Lizabeth Deen is credited as playing Becky in this episode. She must be the nurse Hawkeye is planning on meeting at 11 o’clock after his rendezvous with Barbara at 9 o’clock.

16 Replies to “Episode Spotlight: Dear Dad”

  1. There really isn’t anything else I can say, other than this is the first great Christmas episode M*A*S*H had (the other great Christmas episode being Season Seven’s “Dear Sis”), and one of the finest episodes from its struggling first season.

  2. I have always liked this episode. I think this was the first “letter” episode of many more throughout the series run.

    As far as the Vermont/Maine continuity error, I guess it could be argued that Hawkeye’s family was merely visiting Vermont, since he says something like “Christmas here in Korea, as with you there in Vermont…” (I know it is a stretch, but just a thought).

    Henry’s lectures are always hilarious.

  3. Funny episode although I like the second ‘Dear Dad’ episode ‘Dear Dad, Again’ much better.

    Henry’s lectures were always a hoot to watch.

  4. Definitely one of the best Season 1 shows.

    As far as Klinger’s behavior is concerned – I think you can justify it by saying that he had just arrived in Korea and was probably more unsettled by being there than many others in camp. Frank being Frank just pushed a very fragile person over the edge.

    I asked Ken Levine about the show’s continuity errors a couple of years ago and he told me that the show never had a Writers Bible, which is very unusual. That would explain a lot of the gaffes.

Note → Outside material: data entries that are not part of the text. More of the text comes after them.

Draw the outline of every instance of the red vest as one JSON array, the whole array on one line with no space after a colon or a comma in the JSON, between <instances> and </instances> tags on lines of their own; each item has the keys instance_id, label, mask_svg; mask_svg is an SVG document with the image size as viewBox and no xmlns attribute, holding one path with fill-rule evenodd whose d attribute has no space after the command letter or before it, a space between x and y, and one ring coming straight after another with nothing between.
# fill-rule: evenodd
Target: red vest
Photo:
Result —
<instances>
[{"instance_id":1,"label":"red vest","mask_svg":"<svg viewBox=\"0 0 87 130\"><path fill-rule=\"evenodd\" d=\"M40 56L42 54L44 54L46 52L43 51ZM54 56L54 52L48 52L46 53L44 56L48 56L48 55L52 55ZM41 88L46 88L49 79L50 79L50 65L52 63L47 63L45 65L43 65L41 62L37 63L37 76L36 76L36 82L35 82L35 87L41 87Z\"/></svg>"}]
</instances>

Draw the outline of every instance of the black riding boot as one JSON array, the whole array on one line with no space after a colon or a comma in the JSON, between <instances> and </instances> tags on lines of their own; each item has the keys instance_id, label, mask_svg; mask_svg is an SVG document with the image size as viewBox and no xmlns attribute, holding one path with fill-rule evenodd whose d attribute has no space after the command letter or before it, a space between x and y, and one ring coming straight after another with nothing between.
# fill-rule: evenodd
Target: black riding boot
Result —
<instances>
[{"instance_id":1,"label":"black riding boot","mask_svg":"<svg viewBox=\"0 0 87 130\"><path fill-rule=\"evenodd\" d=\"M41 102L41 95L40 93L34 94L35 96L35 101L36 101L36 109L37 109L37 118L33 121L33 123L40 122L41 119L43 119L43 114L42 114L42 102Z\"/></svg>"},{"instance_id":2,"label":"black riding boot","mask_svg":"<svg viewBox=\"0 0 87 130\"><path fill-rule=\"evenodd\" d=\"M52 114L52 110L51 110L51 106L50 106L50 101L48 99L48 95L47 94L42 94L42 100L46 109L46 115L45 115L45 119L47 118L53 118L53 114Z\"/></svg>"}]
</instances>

  5. this is a little late, but as for the Maine/Vermont continuity error; since it’s a Christmas episode and Hawkeye says in his letter something like “Christmas will soon be here for us in Korea just as it will be for you in Vermont” maybe his father had a vacation cabin in Vermont or something like that. And when he says at the end “Kiss Mom & Sis for me…” maybe that refers to a picture of his mother that his father keeps on display or carries in his wallet or something & maybe his father has a girlfriend that Hawkeye considers his sister.

  6. I think too many people dwell on the continuity stuff. It’s obvious he was just crazy and imagined his mother and sis.

  7. just want to say that this was the first episode of MASH that I watched all the way through and to this day it’s one of my “must-see” Christmas shows (the others being “MR. MAGOOS CHRISTMAS CAROL” “A CHARLIE BROWN CHRISTMAS ” & “HOW THE GRINCH STOLE CHRISTMAS” in case anyone’s interested)

  8. An excellent episode for Christmas. One thing I don’t understand is why Frank would blame Klinger for something Frank did. Does Frank think he’s above the law in everything in he does?

    The lecture Henry tries to deliver is hilarious and worth the effort to watch this episode.

    1. In the movie, Frank’s a big blamer. “Every time one of his patients dies, he says it’s God’s will or someone else’s fault,” Duke Forrest tells Blake. When Frank does this to Boone, it leads to Trapper punching him out. I don’t think this Burns quite made it to the sitcom; too heavy, but like Spearchucker, Lt. Dish, and Ugly John, you see some residue.

  9. Radar delivering a Jeep home was a classic bit. Also I believe this is the episode that introduced Klinger as a character? As for Vermont, his dad might have been there on Christmas vacation. His dad always sounded like a great guy.

  10. Honestly one of the funniest episodes in Season 1. The bit when Hawkeye runs naked through the mess tent and then Trapper tells him “50 Bucks!” Hawkeye replies “I Think I Left My Wallet In The Swamp!” One of the funniest bits in the episode to date.

  11. Regarding continuity, I was reading a post on The Andy Griffith Show where one of the writers was asked about the Bobby Fleet character being named Freddy Fleet in a later episode. The writer basically said, look we were all focused on making a living and feeding our families…..it never occurred to any of us that people would be watching these shows fifty years later and picking them apart. I’m sure that applied to a lot of these episodes too.